To understand why the mean of the original set is given by the expression (1/2)(m-5), let's break down the steps involved in the given operations:
1. Each element in the original data set is multiplied by 2.
This means that if we have a data set [a, b, c], it becomes [2a, 2b, 2c].
2. Each resulting product is increased by 5.
Now, the data set becomes [2a+5, 2b+5, 2c+5].
3. 'm' is the mean of the final data set.
The mean (average) is calculated by summing up all the elements and dividing it by the total number of elements. Let's assume there are 'n' elements in the original data set.

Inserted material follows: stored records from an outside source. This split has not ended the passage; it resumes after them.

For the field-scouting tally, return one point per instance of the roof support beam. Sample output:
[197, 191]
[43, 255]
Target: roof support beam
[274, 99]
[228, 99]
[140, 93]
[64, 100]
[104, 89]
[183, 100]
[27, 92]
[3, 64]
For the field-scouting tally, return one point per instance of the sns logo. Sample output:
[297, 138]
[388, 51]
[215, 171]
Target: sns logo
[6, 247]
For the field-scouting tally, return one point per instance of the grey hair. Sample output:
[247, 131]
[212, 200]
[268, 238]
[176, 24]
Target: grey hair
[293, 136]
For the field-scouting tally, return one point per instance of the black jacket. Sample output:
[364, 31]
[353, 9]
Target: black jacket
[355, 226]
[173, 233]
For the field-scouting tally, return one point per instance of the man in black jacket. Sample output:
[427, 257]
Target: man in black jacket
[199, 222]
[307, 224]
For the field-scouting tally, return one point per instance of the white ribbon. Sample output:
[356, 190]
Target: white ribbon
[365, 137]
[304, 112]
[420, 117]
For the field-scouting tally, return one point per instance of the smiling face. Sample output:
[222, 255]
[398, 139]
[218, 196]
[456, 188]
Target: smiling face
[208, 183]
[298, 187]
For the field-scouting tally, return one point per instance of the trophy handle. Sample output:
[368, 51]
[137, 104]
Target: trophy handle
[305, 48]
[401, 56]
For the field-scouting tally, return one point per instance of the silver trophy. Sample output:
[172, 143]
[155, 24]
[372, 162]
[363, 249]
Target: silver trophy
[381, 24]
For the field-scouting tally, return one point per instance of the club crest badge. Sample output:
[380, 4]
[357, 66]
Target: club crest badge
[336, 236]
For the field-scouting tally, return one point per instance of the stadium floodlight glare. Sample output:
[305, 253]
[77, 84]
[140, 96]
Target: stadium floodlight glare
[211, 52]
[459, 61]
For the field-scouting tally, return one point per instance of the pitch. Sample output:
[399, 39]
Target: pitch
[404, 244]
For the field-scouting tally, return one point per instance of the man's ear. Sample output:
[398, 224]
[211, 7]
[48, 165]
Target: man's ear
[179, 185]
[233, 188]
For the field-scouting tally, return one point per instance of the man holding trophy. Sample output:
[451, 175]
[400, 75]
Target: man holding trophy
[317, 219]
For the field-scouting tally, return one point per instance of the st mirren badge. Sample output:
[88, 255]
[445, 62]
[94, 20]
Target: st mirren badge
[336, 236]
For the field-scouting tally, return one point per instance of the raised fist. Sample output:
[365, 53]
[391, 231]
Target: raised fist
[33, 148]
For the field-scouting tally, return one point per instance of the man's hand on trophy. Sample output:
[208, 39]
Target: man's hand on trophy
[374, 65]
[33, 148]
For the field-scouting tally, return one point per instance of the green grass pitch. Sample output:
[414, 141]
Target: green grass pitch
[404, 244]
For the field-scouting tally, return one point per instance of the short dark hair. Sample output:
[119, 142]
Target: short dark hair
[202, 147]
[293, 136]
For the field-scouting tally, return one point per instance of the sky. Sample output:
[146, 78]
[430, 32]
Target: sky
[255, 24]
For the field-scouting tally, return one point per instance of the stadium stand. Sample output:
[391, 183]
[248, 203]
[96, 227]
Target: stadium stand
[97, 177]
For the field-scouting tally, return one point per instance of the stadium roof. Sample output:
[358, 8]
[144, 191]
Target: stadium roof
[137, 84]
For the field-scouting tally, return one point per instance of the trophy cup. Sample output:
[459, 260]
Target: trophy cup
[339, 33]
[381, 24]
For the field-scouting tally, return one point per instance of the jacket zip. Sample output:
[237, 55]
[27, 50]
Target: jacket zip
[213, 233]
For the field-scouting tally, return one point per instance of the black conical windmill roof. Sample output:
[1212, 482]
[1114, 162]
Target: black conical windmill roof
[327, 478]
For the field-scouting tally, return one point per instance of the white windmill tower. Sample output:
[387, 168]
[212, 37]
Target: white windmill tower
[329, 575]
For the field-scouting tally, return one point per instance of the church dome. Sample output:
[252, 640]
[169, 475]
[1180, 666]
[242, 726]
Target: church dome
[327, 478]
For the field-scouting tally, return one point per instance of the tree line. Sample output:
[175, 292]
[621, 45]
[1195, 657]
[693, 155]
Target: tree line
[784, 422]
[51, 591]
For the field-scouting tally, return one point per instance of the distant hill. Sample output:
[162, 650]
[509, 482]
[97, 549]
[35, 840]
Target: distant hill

Now, we need to find the mean of the original set in terms of 'm'. Let's calculate it step by step:
Mean of the final data set = m
To find the mean, we add up all the elements and divide by the number of elements:
(2a+5 + 2b+5 + 2c+5) / 3 = m
Simplifying the expression:
(2a + 2b + 2c + 15) / 3 = m
Next, let's substitute 'm' with (1/2)(m-5), as per the given answer choice. We substitute 'm' as (1/2)(m-5) in the expression above:
(2a + 2b + 2c + 15) / 3 = (1/2)(m-5)
Now, we can simplify this equation to solve for the mean of the original data set:
2(a+b+c) + 15 = (1/2)(m-5) * 3
2(a+b+c) + 15 = (m-5) * 3/2
2(a+b+c) + 15 = (3/2)m - 15/2
2(a+b+c) = (3/2)m - 15/2 - 15
2(a+b+c) = (3/2)m - 30/2 - 15/2
2(a+b+c) = (3/2)m - 45/2
(a+b+c) = (3/4)m - 45/4
Therefore, the mean of the original data set, denoted as (a+b+c), is equal to (3/4)m - 45/4.
To find the mean of the original data set, we need to reverse the operations that were done to each element.
Let's go step by step:
1. Each element in the data set is multiplied by 2: This means that each element is doubled. To reverse this operation, we need to divide each element by 2.
2. Each resulting product is then increased by 5: This means that after multiplying each element by 2, 5 is added to each element. To reverse this operation, we need to subtract 5 from each element.
Since we want to find the mean of the original set in terms of 'm', we need to find an expression that represents these operations in reverse order.
Starting with 'm', which is the mean of the final data set, we reverse the two operations:
1. Divide each element by 2.
2. Subtract 5 from each element.
Therefore, the expression that gives the mean of the original set in terms of 'm' is: (1/2)(m-5).
Let's double-check by applying this expression to find the mean of the original data set:
1. Multiply each element by 2: (1/2)(m-5) * 2 = (m-5).
2. Add 5 to each element: (m-5) + 5 = m.
As we can see, the expression (1/2)(m-5) correctly gives us the mean of the original set, which is 'm'.